Leadership and Diversity
July 29, 2019
A few months ago, I attended a conference where Malcolm Gladwell was the keynote speaker. He is a writer for The New Yorker and has written a number of books, among them, The Tipping Point, The Outliers, and What a Dog Saw. He’s a very thought-provoking writer, and I have always really enjoyed his work.
At the conference, one of the concepts he talked about was mysteries and puzzles. He defined them this way, ‘Puzzles occur when there is not enough data.’ In other words, puzzles occur when we have bits and pieces of information, and what we are looking for are things to fill in the gap. Mysteries, on the other hand, are areas where you have lots and lots of information. The challenge in dealing with mysteries is actually finding the relevant information to make sense in dealing with the problem.

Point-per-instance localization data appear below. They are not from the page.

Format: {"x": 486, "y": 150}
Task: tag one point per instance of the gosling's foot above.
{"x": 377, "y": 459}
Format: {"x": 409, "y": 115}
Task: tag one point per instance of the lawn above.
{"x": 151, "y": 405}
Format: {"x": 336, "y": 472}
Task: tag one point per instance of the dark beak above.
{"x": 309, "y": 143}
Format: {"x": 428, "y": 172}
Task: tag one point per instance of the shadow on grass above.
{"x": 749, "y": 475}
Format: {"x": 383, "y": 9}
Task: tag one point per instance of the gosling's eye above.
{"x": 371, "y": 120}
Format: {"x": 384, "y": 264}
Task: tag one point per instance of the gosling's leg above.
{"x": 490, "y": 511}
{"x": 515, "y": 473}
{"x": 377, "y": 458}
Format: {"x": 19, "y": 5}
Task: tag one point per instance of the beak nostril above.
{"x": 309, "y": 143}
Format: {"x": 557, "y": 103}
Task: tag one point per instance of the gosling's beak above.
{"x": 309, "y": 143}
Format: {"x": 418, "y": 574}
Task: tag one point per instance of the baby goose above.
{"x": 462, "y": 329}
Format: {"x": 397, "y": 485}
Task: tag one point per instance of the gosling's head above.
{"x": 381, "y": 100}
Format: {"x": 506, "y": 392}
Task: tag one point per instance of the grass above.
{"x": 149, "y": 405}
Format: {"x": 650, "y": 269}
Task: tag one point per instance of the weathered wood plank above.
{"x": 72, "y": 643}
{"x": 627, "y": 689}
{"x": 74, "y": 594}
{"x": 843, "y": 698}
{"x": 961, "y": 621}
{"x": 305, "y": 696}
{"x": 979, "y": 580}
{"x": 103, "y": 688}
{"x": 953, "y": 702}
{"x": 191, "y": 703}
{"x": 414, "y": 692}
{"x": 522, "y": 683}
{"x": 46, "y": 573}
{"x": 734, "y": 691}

I was reflecting on this and it occurred to me that, in my own mind, as I was trying to make sense of the concept, the whole aspect of Autism Spectrum Disorder (ASD) is actually an example of a puzzle. This is because we still don’t know a lot about ASD. There’s been lots of research that’s been done, lots of different theories, and we are still looking for information about that particular condition.
On the other hand, mysteries are the reverse. For instance, if I’m going to Japan, how do I deal with Japanese culture? There are loads of books, information, videos that you can get on how to deal with Japanese culture. The challenge though is, how do I find information that’s relevant for me to use in that particular context? This came up for me recently in a conversation I had with a potential client, because they had called me and said they wanted a briefing for their senior executive who was going on a business trip to India.
So I said, ‘Why don’t you just Google and get the information?’ Because there’s no value add for me to come in and talk about dos and don’ts, general etiquette, because that’s just general information. When we had further conversations they said, ‘Well, that’s not quite what we want. We actually want other information.’ What developed out of this, was that the information they wanted was the information that wasn’t easily available on the internet. They were looking for a deeper dive in terms of how to build relationships, and understand some of the underlying issues in Indian culture, understanding more about the caste system and the impact of religion. I said, ‘Okay. That is an area that we can add value,’ because that is actually about, pulling relevant and constructive details out of the information to help this executive be effective on their trip.
Here’s a reflection point for you. In the sort of work that you do, are you dealing with puzzles or are you in fact dealing with mysteries? If we have clarity on what we’re working with, I think it changes our approach to particular situations. It changes the type of questions we ask, and it changes the paradigm in how we approach situations.
Thank you to Malcolm Gladwell, and I hope that’s useful for your thinking.